In the old version, we had an uninitialized array that was filled with Move elements. Now we have an initialized array that is filled with possibly uninitialized Move elements. So now its the elements that aren't initialized, not the entire array.

Therefore we can now do this:

pub fn allocate_move_list_memory() -> MoveListRaw {
    unsafe { MaybeUninit::uninit().assume_init() }
}

So why can these calls now be chained without issue? Because we are working with a MoveListRaw, of type [MaybeUninit; 255]. What we are returning here is an array initialized with elements that are possibly not initialized. (Yeah, read that again.) The compiler now knows to not touch that array with optimizations, because it's elements are possibly not initialized yet, and thus can't be optimized.

This is the MaybeUninit documentation, which describes the technique I'm using here.

We use it in this way:

let mut memory = allocate_move_list_memory();
let mut move_list = move_gen.generate_moves(..., &mut memory, ...);

'memory' holds this raw move list that is initialized with possibly uninitialized elements. We pass this 'memory' variable into the move generator. There, we obviously had to replace all "MoveList" types with "MoveListRaw", because that is what the move generator needs to accept now. In the move generator itself, we only have to change two lines, from this:

list.push(Move::new(move_data));
list.push(Move::new(move_data | promotion_piece))

To this:

memory[*count as usize].write(Move::new(move_data));
memory[*count as usize].write(Move::new(move_data | promotion_piece));

And we need to count the moves that are added. Why? Because we are no longer working with the MoveList struct; we are working with an array containing uninitialized Move elements. So instead of pushing moves into the array, we now need to write the data into it. What write() does, is put the Move data into the MaybeUninit struct, so the MaybeUninit is now initialized.

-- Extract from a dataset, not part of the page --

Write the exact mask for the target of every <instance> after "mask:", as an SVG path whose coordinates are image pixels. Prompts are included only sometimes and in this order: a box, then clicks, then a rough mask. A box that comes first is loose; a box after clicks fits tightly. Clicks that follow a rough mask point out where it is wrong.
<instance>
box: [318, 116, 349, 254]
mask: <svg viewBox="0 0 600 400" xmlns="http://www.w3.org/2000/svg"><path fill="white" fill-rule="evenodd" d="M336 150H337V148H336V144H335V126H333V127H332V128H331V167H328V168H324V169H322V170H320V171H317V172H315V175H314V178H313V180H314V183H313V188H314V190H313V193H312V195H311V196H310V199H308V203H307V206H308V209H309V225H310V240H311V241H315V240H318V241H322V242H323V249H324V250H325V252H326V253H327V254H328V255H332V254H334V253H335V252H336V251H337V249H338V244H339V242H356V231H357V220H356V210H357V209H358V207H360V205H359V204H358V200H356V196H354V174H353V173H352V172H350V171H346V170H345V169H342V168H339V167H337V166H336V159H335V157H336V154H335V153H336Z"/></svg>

At the end of the function generate_moves() we can now say:

self.init_unused_part_of(memory, count);
MoveList::new(memory, count)

pub fn init_unused_part_of(&self, memory: &mut MoveListRaw, count: u8) {
    for i in count..MAX_LEGAL_MOVES {
        memory[i as usize].write(Move::new(0));
    }
}

This writes Moves with 0 data into the part of the MoveListRaw we are not using, and then we return a new, proper MoveList struct from the move_generator() function. The constructor does this:

impl MoveList {
    pub fn new(raw: &MoveListRaw, count: u8) -> Self {
        Self {
            list: unsafe { mem::transmute::<_, MoveListArray>(*raw) },
            count,
        }
    }
}

It "transmutes" the incoming MoveListRaw into a MoveListArray. Remember, MoveListRaw and MoveListArray are basically the same type, except that MoveListRaw says that the elements of the array MaybeUninit, instead of Move. MaybeUninit guarantees that the memory layout is exactly the same as that of T, so what transmute basically does, is stripping the MaybeUninit from the array's elements, which makes the elements now correctly initialized.

Why all of these shenanigans? Well, if you just have Rust create a new MoveList, it will fill the array with zero's, after which the move generator is going to write its own moves into it. This is double work, and it happens in the hottest part oof the code, which slows down the engine significantly. Doing this by using MaybeUninit, we lose a bit of speed because of the transmute function, but this loss is far outweighed by the speed we gain by not doing double work millions of times very second.

Now, get out of here and write some more chess engine code.